Chacun a ses limites. Peu importe votre expérience, votre vigilance, votre savoir-faire. C'est une réaction instinctive après tant d'années passées à témoigner.
J'ai passé plus de huit ans sur le terrain, couvrant souvent des scènes d'horreur. Vous pourrez peut-être en gérer plus que moi, ou ne pas tenir plus d'un mois. Qui sait ? Chacun a ses limites. Le problème, c'est qu'on ne sait pas où se situent ses limites avant de les atteindre.
Ce qui s'est passé ce jour-là n'est connu que de moi, de ma famille et de mes amis proches. Je ne veux pas le raconter. En partie parce que j'ai encore très peur, en partie parce que je suis toujours journaliste.

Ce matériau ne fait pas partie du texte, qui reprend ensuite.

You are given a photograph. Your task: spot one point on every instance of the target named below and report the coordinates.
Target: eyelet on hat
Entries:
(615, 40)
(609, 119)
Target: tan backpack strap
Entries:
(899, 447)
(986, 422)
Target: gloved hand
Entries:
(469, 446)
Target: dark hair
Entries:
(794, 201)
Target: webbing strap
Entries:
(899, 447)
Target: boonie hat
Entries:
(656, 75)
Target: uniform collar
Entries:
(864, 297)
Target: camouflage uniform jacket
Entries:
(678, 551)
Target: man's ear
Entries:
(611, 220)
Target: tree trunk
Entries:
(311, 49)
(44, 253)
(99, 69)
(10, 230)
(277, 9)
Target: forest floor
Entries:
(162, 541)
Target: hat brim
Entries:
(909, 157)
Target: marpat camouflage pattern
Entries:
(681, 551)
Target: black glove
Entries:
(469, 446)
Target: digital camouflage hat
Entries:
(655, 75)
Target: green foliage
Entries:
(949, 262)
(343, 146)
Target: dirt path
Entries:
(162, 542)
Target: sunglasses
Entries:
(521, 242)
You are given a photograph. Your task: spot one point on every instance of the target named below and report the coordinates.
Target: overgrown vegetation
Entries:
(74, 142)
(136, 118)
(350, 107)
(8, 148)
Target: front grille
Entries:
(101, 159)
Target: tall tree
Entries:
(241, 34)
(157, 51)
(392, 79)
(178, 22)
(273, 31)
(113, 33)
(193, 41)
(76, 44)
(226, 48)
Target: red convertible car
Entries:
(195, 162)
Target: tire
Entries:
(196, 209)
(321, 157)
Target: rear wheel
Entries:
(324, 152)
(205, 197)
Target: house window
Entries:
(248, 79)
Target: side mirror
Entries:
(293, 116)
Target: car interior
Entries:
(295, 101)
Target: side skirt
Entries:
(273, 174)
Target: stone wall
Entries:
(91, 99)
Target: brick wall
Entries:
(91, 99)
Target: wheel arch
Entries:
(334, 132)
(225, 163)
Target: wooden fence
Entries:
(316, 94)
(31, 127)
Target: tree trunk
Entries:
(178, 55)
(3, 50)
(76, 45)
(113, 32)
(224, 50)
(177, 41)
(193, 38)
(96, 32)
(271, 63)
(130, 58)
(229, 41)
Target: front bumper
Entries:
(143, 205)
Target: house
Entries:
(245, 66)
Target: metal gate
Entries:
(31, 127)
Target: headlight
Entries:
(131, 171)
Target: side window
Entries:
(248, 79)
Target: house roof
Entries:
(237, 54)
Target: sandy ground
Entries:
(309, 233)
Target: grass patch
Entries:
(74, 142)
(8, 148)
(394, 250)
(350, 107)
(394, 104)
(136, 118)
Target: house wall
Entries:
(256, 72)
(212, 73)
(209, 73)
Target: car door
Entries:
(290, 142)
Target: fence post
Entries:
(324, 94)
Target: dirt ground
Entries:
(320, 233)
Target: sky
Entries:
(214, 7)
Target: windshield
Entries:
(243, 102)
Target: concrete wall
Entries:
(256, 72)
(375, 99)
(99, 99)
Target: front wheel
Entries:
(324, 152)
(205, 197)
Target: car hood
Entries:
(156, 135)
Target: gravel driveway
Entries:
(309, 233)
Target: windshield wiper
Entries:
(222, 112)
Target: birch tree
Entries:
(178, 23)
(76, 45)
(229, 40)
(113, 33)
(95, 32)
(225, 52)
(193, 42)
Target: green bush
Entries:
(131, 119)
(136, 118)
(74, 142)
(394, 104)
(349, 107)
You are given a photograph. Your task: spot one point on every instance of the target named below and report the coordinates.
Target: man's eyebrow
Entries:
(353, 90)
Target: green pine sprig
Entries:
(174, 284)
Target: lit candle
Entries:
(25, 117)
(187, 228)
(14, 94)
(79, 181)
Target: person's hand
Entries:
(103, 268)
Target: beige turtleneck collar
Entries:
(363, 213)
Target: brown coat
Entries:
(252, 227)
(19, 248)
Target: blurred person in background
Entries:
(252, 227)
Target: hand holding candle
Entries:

Tout ce que je peux dire, c'est que cette journée a été horrible. J'ai eu des pensées, une confusion, une peur qui dépassaient toutes les émotions que j'avais jamais ressenties. Cela m'a effrayé plus que tout ce que j'ai pu ressentir sur le champ de bataille. Je ne sais pas, et je n'ai même pas de mots pour décrire ce sentiment.
Les jours suivants, j'étais sous le choc et traumatisée. J'étais tellement triste et honteuse d'être tombée. C'est un sentiment douloureux de se rendre compte qu'on n'est pas aussi forte qu'on le pensait. Je n'arrêtais pas de me dire que ça durerait toute la vie. J'avais peur de perdre mon emploi.
Mais ensuite, j'ai consulté une psychologue. Les choses ont commencé à changer. Le médecin était une femme âgée avec de nombreuses années d'expérience, notamment auprès de journalistes souffrant de TSPT comme moi. Elle était très gentille et digne de confiance. Dès le premier jour de traitement, j'ai pu rentrer chez moi à pied, le cœur léger.
Elle m'a expliqué que ce que je traversais résultait de tant d'événements traumatisants au fil des ans. Je comprends maintenant que nous, les humains, éprouvons une profonde aversion, voire une peur, des menaces qui pèsent sur notre survie. Si vous contrevenez à cet instinct, encore et encore, année après année, il vous fera du mal et, un jour, il reviendra vous « attaquer ». C'est exactement ce qui m'est arrivé.
Ce n'est pas mon cas, c'est un problème courant. Les correspondants de guerre sont plus sujets au syndrome de stress post-traumatique que leurs collègues. Plus ils restent longtemps sur le terrain, plus la situation s'aggrave. Les reporters indépendants sont encore plus exposés.
Il est important de noter que le syndrome de stress post-traumatique (SSPT) peut apparaître tardivement. Il peut apparaître des mois, voire des années, après le traumatisme. Dans mon cas, c'était 11 mois après mon retour d'Afghanistan.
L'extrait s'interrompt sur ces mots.